"With all due respect to Elvis Presley," British DJ Paul Oakenfold says, "I don't think Rubberneckin' was a classic."
So he felt all right cutting up that song with beats and loops for a Presley compilation, Second to None, due in stores Aug. 12. Oakenfold, who spins tonight and Saturday at Club NV in downtown Miami, is the second DJ to land a remix job on a lesser-known number by the King of Rock 'n' Roll. Netherlands trackmaster Tom "Junkie XL" Holkenborg gave Presley's A Little Less Conversation a full techno shakedown on last year's hot-selling Elvis 30 #1 Hits.
The Conversation remix was the bonus track in an anthology of otherwise pristine remasters. Oakenfold, 39, applauds that kind of separation. For an avatar of a culture that will slice and dice almost any song in its path, he has an old-fashioned view of sanctity.
"There are classics," he says in a telephone interview, "and I personally would never touch a classic."
All of which made saying yes to the keepers of Presley's catalog easier, if not a breeze, when they approached him. Oakenfold has produced or remixed music for dozens of famed performers -- among them U2, the Cure and Snoop Dogg -- and become celebrated in his own right. The onetime London DJ and club promoter has more access than most to the archives of recorded sound. His own original music keeps lofty company, too. A 2002 album, Bunkka, pairs Oakenfold with collaborators as varied as pop singer Nelly Furtado and mad memoirist Hunter S. Thompson.
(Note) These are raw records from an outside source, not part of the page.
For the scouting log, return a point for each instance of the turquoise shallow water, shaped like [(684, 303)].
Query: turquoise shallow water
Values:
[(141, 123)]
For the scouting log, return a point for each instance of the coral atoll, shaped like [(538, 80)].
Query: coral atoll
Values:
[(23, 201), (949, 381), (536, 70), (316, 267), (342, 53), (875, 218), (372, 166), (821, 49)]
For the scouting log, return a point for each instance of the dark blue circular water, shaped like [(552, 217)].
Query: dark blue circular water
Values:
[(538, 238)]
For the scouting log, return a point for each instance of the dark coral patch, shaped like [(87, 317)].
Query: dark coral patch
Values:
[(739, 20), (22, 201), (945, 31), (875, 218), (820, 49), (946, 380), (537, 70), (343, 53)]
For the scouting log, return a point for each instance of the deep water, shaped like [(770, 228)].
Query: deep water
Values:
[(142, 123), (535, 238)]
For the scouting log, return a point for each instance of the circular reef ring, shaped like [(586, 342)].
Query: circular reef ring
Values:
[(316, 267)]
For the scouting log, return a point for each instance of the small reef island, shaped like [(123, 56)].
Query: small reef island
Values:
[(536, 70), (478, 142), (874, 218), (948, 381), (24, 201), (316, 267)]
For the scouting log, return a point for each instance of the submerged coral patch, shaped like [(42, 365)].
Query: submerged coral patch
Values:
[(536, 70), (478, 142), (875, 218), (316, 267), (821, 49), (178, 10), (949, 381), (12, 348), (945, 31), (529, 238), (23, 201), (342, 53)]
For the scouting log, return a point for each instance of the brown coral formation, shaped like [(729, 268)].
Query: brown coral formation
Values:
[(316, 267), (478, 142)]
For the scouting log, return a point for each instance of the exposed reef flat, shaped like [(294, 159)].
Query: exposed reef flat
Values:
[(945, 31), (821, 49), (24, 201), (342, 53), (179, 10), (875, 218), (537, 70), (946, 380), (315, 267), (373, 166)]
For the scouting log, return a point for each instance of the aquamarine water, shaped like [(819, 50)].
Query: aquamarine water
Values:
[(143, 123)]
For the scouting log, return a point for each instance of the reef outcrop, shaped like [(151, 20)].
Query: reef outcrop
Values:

Oakenfold recently took on the "007" theme song for the soundtrack of the latest Bond caper, Die Another Day. That distinctive tune and its twangy, chromatic riff apparently do not rate "classic"-- although in fairness to Oakenfold the ditty has been resized and rearranged endlessly over the decades to help the Bond franchise stay hip.
Presley -- even a Rubberneckin' Presley -- was another order of magnitude.
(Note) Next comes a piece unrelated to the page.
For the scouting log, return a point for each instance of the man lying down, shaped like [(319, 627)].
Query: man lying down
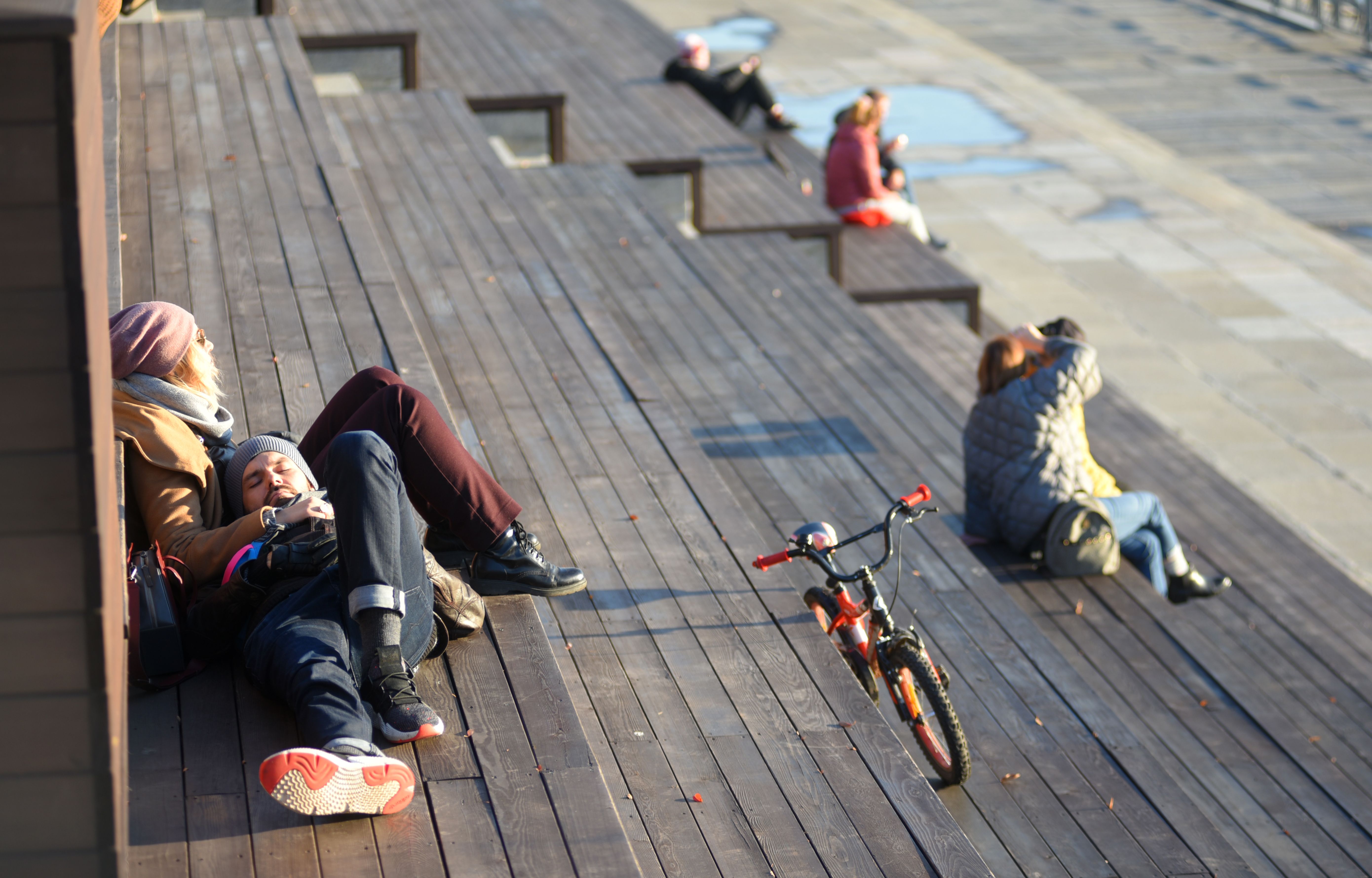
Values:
[(335, 607), (328, 593)]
"Initially, I was like, well, I don't know if I could do this," he says. "So I asked them if I could kind of [listen to] the track ... It was a track I hadn't heard before."
He says that after a few listens he thought, "I'm never going going to have a bigger challenge than this."
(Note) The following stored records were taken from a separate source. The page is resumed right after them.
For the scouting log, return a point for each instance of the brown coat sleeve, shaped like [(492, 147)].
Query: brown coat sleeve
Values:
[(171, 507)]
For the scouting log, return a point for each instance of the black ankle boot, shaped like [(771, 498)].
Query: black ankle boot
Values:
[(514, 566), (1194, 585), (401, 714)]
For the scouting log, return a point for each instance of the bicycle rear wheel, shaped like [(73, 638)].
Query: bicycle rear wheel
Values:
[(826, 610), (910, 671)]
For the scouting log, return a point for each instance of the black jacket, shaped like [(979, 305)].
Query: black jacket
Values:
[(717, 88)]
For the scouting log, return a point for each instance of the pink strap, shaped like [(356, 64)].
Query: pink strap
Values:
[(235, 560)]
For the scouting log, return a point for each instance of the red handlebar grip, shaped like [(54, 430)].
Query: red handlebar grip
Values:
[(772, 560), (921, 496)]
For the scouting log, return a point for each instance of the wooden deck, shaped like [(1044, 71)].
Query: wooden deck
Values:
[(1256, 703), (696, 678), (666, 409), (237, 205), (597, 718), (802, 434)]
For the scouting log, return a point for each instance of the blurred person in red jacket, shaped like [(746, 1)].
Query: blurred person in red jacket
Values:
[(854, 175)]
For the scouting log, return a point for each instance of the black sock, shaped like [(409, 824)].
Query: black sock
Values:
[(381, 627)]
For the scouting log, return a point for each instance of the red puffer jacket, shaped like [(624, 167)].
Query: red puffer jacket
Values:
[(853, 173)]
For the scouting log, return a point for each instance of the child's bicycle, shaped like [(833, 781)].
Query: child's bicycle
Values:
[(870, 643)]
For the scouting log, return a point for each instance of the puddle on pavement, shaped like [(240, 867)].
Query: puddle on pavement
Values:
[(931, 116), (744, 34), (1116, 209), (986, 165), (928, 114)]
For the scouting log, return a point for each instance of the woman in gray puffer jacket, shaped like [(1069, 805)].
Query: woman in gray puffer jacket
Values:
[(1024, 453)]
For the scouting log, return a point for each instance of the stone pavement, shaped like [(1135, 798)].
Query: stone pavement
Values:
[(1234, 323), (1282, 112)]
The challenge as he saw it was "to keep the integrity of Elvis and make sure it wasn't cheesy and keep what was initially there."
"Keep the arrangement or structure, but give it more of a current feel," he says. "I really think people will like it. Because it is Elvis, it's just done in a way that I believe works ... It's not Heartbreak Hotel, which I certainly would not do."